It's Getting Hot in Here!

Stephanie Specht's picture
By Stephanie Specht on July 31, 2017

One of the most common issues that you can face as you enjoy your time outside this summer is a heat-related illness.

Your body has a natural cooling system that is always working to maintain a safe temperature. Sweating helps your body cool down, but when you are exposed to high temperatures and the sun for a long time–working outdoors in the summer, for example–your cooling system has to work harder. Your body sends more blood to your skin and away from your muscles, brain and other organs, which can lead to a heat illness.
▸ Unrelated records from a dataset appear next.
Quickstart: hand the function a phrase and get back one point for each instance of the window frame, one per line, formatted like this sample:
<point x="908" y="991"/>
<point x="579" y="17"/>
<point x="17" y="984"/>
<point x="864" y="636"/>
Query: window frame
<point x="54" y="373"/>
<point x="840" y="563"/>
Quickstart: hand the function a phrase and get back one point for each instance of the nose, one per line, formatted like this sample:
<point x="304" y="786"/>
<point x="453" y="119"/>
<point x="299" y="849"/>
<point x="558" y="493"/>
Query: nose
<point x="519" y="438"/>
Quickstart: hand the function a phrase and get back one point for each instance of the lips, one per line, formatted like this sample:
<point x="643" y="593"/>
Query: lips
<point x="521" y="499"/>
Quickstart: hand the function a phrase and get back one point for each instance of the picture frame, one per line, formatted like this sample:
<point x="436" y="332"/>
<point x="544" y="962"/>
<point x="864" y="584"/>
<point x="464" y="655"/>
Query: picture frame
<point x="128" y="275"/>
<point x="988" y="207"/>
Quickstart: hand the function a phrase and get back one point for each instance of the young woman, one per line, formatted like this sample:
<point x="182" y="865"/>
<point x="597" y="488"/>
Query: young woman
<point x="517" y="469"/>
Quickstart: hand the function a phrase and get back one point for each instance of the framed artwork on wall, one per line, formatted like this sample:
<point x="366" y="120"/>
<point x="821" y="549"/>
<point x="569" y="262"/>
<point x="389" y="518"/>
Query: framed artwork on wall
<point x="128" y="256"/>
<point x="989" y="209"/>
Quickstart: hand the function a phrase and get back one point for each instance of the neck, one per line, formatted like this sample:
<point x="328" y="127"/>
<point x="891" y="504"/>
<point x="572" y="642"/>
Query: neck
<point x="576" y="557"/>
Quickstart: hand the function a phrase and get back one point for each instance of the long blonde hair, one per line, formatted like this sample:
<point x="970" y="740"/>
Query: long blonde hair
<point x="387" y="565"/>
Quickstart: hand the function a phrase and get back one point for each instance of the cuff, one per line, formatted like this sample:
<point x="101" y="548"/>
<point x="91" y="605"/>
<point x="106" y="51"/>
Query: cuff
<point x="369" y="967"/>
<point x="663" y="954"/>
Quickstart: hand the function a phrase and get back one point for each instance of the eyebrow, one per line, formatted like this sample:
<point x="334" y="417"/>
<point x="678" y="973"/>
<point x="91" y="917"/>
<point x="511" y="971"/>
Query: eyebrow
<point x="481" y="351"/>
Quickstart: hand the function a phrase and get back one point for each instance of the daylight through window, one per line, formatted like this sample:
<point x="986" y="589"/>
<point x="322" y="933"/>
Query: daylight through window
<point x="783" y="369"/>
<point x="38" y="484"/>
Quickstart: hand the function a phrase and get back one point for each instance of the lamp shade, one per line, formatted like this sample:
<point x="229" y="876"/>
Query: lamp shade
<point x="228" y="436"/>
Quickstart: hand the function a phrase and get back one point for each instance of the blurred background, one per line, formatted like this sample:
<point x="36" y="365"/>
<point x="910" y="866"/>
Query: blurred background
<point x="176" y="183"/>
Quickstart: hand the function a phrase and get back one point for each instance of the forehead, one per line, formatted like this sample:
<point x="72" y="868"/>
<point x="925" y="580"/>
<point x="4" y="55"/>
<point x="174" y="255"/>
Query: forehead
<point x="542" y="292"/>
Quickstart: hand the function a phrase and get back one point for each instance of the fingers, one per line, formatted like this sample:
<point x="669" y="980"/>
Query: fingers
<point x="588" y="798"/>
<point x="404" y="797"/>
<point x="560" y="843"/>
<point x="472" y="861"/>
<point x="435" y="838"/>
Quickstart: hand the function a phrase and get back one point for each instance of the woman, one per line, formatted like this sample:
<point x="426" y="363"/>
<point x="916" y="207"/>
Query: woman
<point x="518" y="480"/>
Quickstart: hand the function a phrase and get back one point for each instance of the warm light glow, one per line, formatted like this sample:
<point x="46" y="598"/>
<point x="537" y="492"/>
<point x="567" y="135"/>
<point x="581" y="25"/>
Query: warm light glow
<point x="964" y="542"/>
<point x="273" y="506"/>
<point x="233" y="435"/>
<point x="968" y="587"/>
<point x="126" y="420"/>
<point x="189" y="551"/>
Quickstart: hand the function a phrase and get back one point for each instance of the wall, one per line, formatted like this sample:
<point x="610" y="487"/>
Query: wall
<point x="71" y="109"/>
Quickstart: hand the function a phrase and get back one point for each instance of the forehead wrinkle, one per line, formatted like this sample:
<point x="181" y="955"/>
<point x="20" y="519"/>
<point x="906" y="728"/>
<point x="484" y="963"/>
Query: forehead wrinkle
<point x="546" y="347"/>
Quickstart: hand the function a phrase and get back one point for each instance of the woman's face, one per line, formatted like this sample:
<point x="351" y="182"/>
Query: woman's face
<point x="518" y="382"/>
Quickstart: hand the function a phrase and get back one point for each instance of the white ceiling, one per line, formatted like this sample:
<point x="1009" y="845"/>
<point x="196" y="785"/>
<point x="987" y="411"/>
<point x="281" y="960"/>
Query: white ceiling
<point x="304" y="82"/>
Heat-related illnesses can range from mild heat cramps to heat exhaustion to potentially life-threatening heatstroke. Heatstroke occurs when the body is no longer able to regulate its temperature and it keeps rising. Heatstroke can cause shock, brain damage, organ failure and even death. If you think someone is having a heat stroke, call 911 right away.
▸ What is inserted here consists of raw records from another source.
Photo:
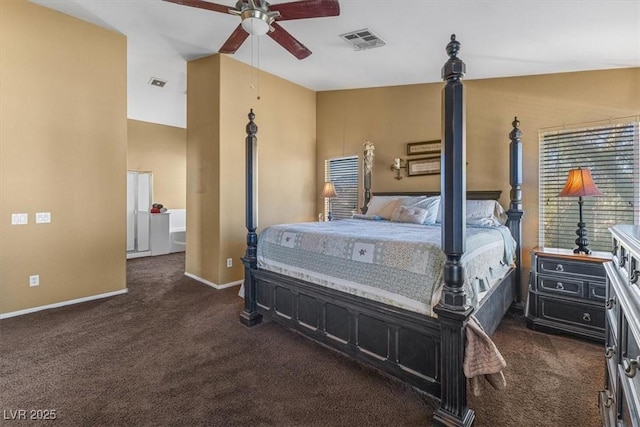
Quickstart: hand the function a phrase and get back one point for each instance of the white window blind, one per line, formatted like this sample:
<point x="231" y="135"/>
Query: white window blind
<point x="611" y="152"/>
<point x="343" y="172"/>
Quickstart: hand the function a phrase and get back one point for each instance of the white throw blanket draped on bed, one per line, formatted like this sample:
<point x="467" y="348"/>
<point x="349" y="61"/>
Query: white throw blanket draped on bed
<point x="482" y="359"/>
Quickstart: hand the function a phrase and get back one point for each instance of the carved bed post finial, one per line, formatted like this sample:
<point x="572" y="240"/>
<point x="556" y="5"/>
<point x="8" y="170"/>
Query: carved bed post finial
<point x="250" y="315"/>
<point x="368" y="157"/>
<point x="515" y="212"/>
<point x="453" y="311"/>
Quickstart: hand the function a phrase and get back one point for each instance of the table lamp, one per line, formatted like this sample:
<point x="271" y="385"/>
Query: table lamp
<point x="580" y="184"/>
<point x="328" y="192"/>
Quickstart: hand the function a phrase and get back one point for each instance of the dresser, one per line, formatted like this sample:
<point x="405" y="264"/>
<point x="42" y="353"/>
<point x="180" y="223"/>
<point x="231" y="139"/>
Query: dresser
<point x="567" y="293"/>
<point x="620" y="400"/>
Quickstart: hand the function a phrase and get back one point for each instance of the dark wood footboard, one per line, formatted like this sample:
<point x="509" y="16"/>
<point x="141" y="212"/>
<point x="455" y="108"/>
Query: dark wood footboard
<point x="401" y="343"/>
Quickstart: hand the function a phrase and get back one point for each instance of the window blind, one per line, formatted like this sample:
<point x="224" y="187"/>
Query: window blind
<point x="611" y="152"/>
<point x="343" y="172"/>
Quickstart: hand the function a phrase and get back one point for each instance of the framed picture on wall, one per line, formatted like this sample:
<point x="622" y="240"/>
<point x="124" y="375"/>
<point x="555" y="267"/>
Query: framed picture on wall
<point x="423" y="166"/>
<point x="427" y="147"/>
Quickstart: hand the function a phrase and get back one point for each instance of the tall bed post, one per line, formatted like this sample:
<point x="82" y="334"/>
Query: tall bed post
<point x="515" y="212"/>
<point x="453" y="311"/>
<point x="250" y="315"/>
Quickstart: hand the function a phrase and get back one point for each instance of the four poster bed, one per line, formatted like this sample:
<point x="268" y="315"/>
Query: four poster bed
<point x="403" y="326"/>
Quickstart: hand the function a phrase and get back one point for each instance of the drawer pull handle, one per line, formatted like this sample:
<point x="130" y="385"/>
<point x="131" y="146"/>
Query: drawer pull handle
<point x="609" y="400"/>
<point x="630" y="366"/>
<point x="623" y="260"/>
<point x="609" y="352"/>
“The main things to remember are to avoid the hottest hours of the day, typically from 10 a.m. to 4 p.m.; make sure everyone has adequate hydration, especially children and older adults; and know the signs of heat-related illnesses,” said Karen Kuehl, M.D., an emergency medicine physician at Carilion Roanoke Memorial Hospital and a wilderness medicine expert.

And don’t forget your pets! They need the same care and comforts you do on those hot summer days.